I came to the genre almost by accident. When I started writing seriously, in college and grad school, I wrote very traditional “literary” stories, with subdued emotions and sudden epiphanies. My dream was to write a novel, and I managed to write a full first draft of a coming-of-age story, featuring a moody male protagonist who mostly loafed around and had deep thoughts. It was a struggle to make any action happen, and I frankly dreaded working on it.

Around the same time, I was watching lots of classic film noir—Chinatown, Double Indemnity, Sunset Boulevard, Laura. Maybe I was escaping from the tamped-down stories of school and relishing the amplified emotion and drama of the genre. I loved the moodiness, the flashes of nastiness. I decided I’d write a noir novel, just for fun. That was about nine years ago, and I never looked back. For whatever reason, I found my voice in the crime/thriller/noir genre, and I had much more fun with every element of writing, from plot to character to setting. It all just clicked.

 

Many of our readers are trying to write books. What are your secrets for getting writing done?

After I received my MFA, I took a full-time job in Chicago, and I really struggled to write. I’d bring out my manuscript on Sunday afternoons and putter around, but I struggled to make real progress. I had this idea that a writing session was only worthwhile if I hit a high word count, and writing became tainted with a feeling of failure.

Finally, I made a rule: I had to write every day, but any amount of writing counted, whether I managed one sentence or 1,000 words. As long as I opened up the Word doc and did something, it counted. This one rule completely changed my writing life. I started writing every day, and once I was in the habit, it became easier to up my word count. Just as important, though, writing every day kept the story at the top of my mind, which made it easier to work through problems and stay in the voice, and I had more of those random epiphanies you get when you’re washing dishes or out walking the dog. I also learned not to be so precious about only writing when I’m inspired, or when I have a large block of free time, and now I use any time I have to write, whether it’s a full morning or a half-hour lunch break, and I write even if I’m not in the mood; inspiration is a luxury, not a necessity.

 

What are you working on now?

I’m working on a second novel. It’s a standalone, also a literary thriller, set in San Francisco.

 

What are you reading now?

I just finished Jo Walton’s Small Change trilogy, an alternative history set in an England that signed a peace treaty with Hitler instead of fighting the war, and is sliding toward fascism. The first novel is a classic murder mystery set in a country manor house, the second is a theater-centered thriller, and the third is a political thriller. The plots are interesting homages to classic genres, but what really kept me reading was the eeriness of the ease with which fascism, bigotry, and authoritarian law took hold over the country, largely because of public fear and indifference.

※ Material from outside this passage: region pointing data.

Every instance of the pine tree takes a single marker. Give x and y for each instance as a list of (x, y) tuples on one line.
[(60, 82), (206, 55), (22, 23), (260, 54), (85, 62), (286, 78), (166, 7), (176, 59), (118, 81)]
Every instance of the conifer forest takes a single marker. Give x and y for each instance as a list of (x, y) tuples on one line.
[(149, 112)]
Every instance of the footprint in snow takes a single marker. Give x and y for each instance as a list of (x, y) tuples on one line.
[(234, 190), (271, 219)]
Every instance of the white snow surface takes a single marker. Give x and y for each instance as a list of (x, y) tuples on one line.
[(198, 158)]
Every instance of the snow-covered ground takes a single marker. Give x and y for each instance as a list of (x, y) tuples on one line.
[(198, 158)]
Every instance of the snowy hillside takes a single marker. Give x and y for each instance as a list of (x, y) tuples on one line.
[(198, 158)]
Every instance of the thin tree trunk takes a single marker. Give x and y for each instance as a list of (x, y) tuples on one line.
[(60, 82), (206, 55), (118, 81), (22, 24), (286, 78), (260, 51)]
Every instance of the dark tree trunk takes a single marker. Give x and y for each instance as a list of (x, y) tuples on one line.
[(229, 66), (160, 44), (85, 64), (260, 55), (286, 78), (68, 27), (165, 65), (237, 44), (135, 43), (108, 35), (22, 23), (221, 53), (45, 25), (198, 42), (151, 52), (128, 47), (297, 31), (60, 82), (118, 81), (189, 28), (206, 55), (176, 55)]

Other recent favorites include novels by the classic crime writer Margaret Millar, who was married to Ross MacDonald, especially A Stranger in My Grave. I also recently re-read Kate Atkinson’s Jackson Brodie series, as she’s got a new one coming out this June. I’m such a fan of all of her writing; her voice is so rich and there’s such a sense of play in her work even as it deals in tragedy and violence. Finally, I thoroughly enjoyed Lou Berney’s November Road, as well as The Long and Faraway Gone. Really excellent crime fiction.

 

Kelsey Rae DimbergAbout the author. Kelsey Rae Dimberg received an MFA from the University of San Francisco and studied at Barrett Honors College of Arizona State University, where she was editor-in-chief of the literary magazine, Lux. Girl in the Rearview Mirror is her first novel. She lives in Milwaukee with her husband and dog.